Zero-inflation and overdispersion in count models and penalized regressionNovember 18, 2011
It has been a while since I’ve posted but I am still busy working away at my dissertation. For my dissertation, I am developing a Bayesian mixture model with my co-advisor Dr. Chatterjee in the school of statistics at the University of Minnesota. My hope is that this approach can be useful when your data are a realization of a mixture model with more than two components. Specifically this approach is being developed to address what I perceive as a shortcoming for dealing with count data that are both zero-inflated and overdispersed. Currently the best approaches for dealing with this kind of data are the zero-inflated Poisson and zero-inflated negative binomial models, with the latter models fitting best in the case of zero-inflation and overdispersion in your non-zero counts. These approaches work best when your data arise from two latent classes: structural zeros and sampling zeros. However, in a data set that I have been working with it seems reasonable that the data are from more than two latent classes and thus the inspiration behind the development of this new technique. I will post more about this as we develop it as well as R code.
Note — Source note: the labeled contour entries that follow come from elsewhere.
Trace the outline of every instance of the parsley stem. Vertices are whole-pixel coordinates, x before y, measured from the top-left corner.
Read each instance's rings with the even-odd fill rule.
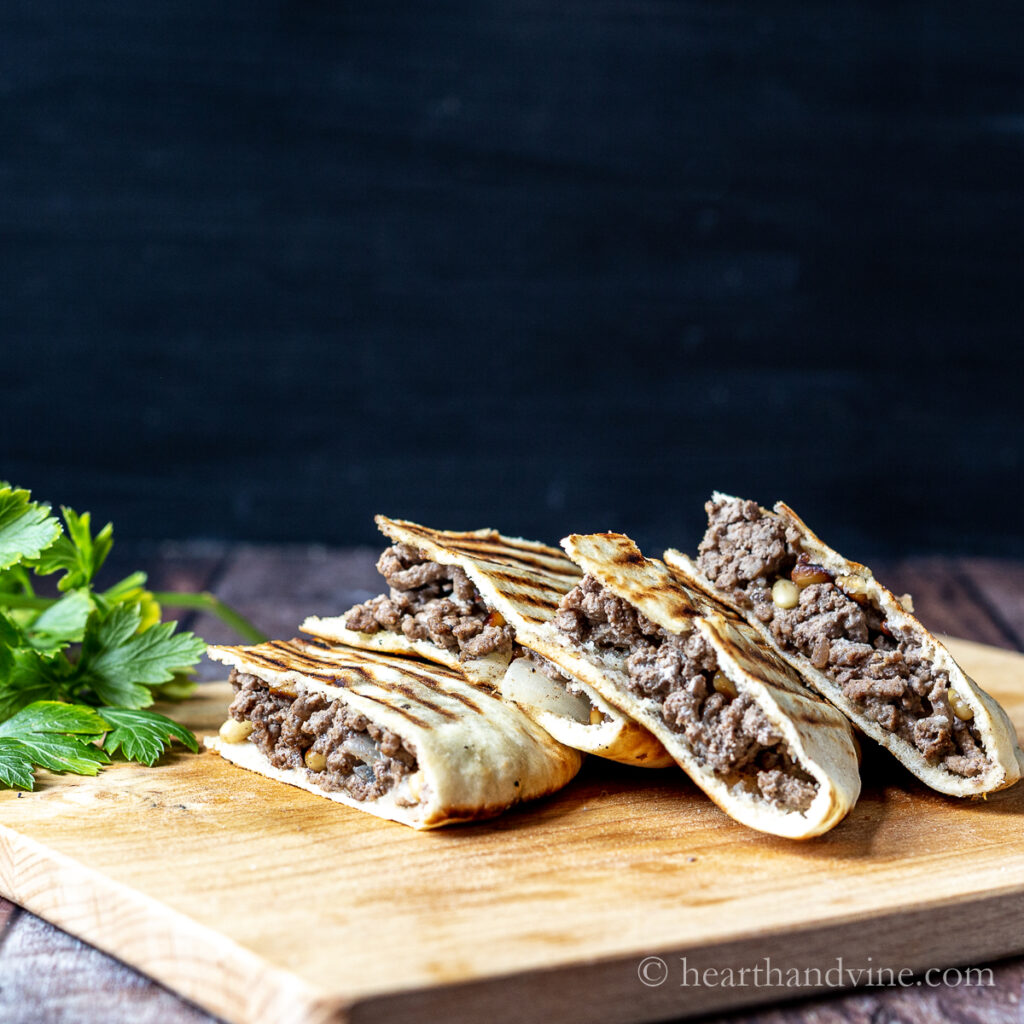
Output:
[[[175,591],[154,591],[153,596],[158,604],[166,604],[172,608],[195,608],[200,611],[209,611],[230,626],[250,643],[263,643],[266,640],[266,636],[256,629],[245,615],[240,615],[233,608],[224,604],[219,597],[209,592],[179,594]],[[0,601],[2,600],[3,595],[0,595]]]
[[[56,604],[54,597],[36,597],[35,594],[0,594],[0,608],[48,608]]]

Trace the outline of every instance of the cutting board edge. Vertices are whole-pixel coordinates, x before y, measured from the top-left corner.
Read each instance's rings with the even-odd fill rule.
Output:
[[[42,865],[56,868],[59,886],[34,870]],[[41,885],[33,884],[37,878]],[[0,895],[224,1020],[319,1024],[347,1019],[348,1000],[2,823]],[[154,918],[168,927],[153,928]]]
[[[985,933],[985,942],[973,944],[967,958],[963,933],[951,927],[965,912],[971,912],[979,925],[994,926]],[[772,968],[777,967],[783,973],[791,968],[800,971],[817,968],[825,976],[826,971],[836,968],[836,957],[841,956],[846,969],[891,967],[894,972],[907,969],[916,975],[931,968],[942,971],[975,967],[1024,953],[1024,933],[1019,929],[1022,915],[1024,885],[1018,885],[996,894],[979,894],[974,900],[937,900],[934,905],[913,911],[894,910],[883,916],[865,912],[838,924],[793,926],[699,947],[693,944],[655,947],[643,953],[616,953],[586,964],[558,965],[429,989],[370,995],[352,1002],[348,1019],[351,1024],[422,1024],[424,1020],[444,1020],[446,1024],[478,1024],[480,1020],[488,1024],[521,1024],[548,1019],[559,1019],[565,1024],[595,1021],[630,1024],[687,1018],[865,985],[847,979],[842,984],[799,986],[683,986],[675,981],[683,972],[682,957],[686,957],[686,968],[698,973],[707,968],[736,972],[763,962],[764,943],[771,940],[767,955]],[[973,931],[978,931],[978,925]],[[838,949],[840,946],[843,948]],[[905,955],[908,948],[912,955]],[[895,959],[897,954],[904,955]],[[640,964],[650,957],[668,965],[669,978],[664,984],[647,986],[639,980]],[[865,964],[866,957],[871,957],[869,964]],[[910,979],[907,987],[922,986],[916,979]],[[567,994],[580,992],[585,993],[582,999]]]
Finally, I am getting really excited about penalized regression. Specifically ridge, lasso, and elastic-net regression. I will hopefully be back to blog about this soon with some examples of how to do this in R. The benefits of these approaches seem limitless and would be a great addition to the arsenal of methodologies that an applied researcher in education or psychology might use. Specifically I think these types of regressions could work well as a substitute for factor analysis (as these techniques act to reduce the dimensionality of your data).